Incidents/20150428-EventLogging
Summary
A change to the mediawiki-core api caused EventLogging schemas to be returned with "required": "" instead of "required": true. This caused a schema validation error and stopped all events from validating. While debugging, we lost about 2 hours of data. We can not backfill the lost data.
Timeline
Tuesday, April 28, 20:52
Noticed that EL was crashing and throwing an error on every event. After help from Bryan Davis and Kunal Mehta we found out this was due to a mediawiki-core change that had just been deployed.
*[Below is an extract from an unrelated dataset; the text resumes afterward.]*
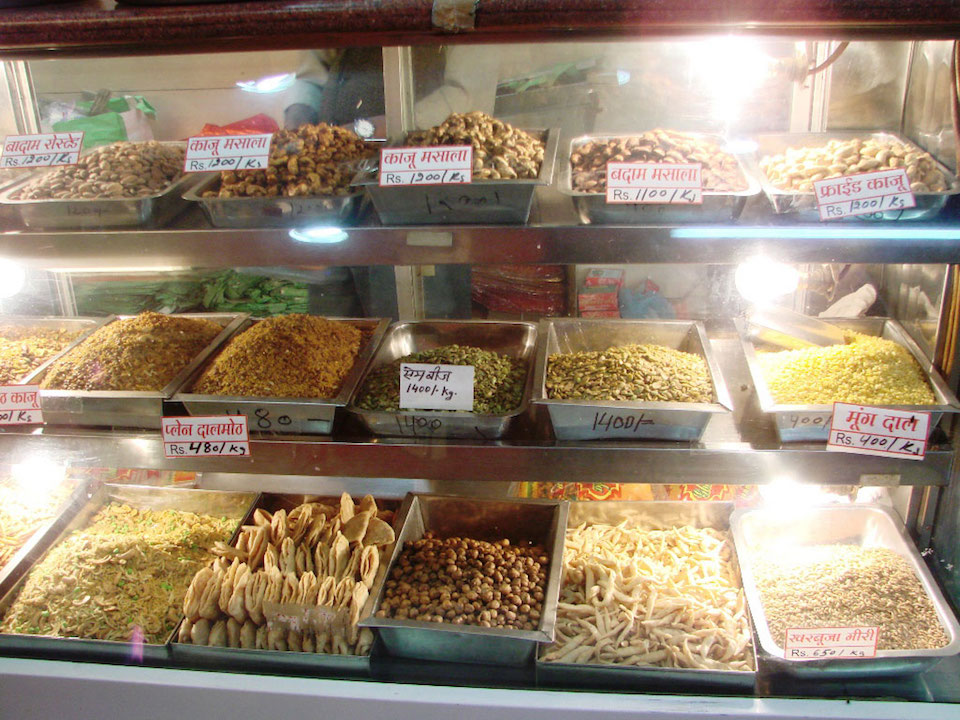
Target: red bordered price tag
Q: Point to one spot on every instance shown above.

They started working on it with Unbreak Now priority (thanks guys).
Tuesday, April 28, 22:44
This patch to core resolved the issue: https://gerrit.wikimedia.org/r/#/c/207297/ and this bug was filed to track the problem from the analytics point of view: https://phabricator.wikimedia.org/T97487.
Tuesday, April 28, 23:03
Event Logging recovered in Icinga. All is well again.
Conclusions
We can't backfill the lost data because we had to stop the processes that create the backup logs in order to debug. A fairly quick fix that's available right now is to start sending events to the kafka pipeline. This would give us a buffer and let us turn off the single point of failure Event Logging server to do maintenance, debugging, etc.
- Status: Done Fix to API so EventLogging schemas are served as expected.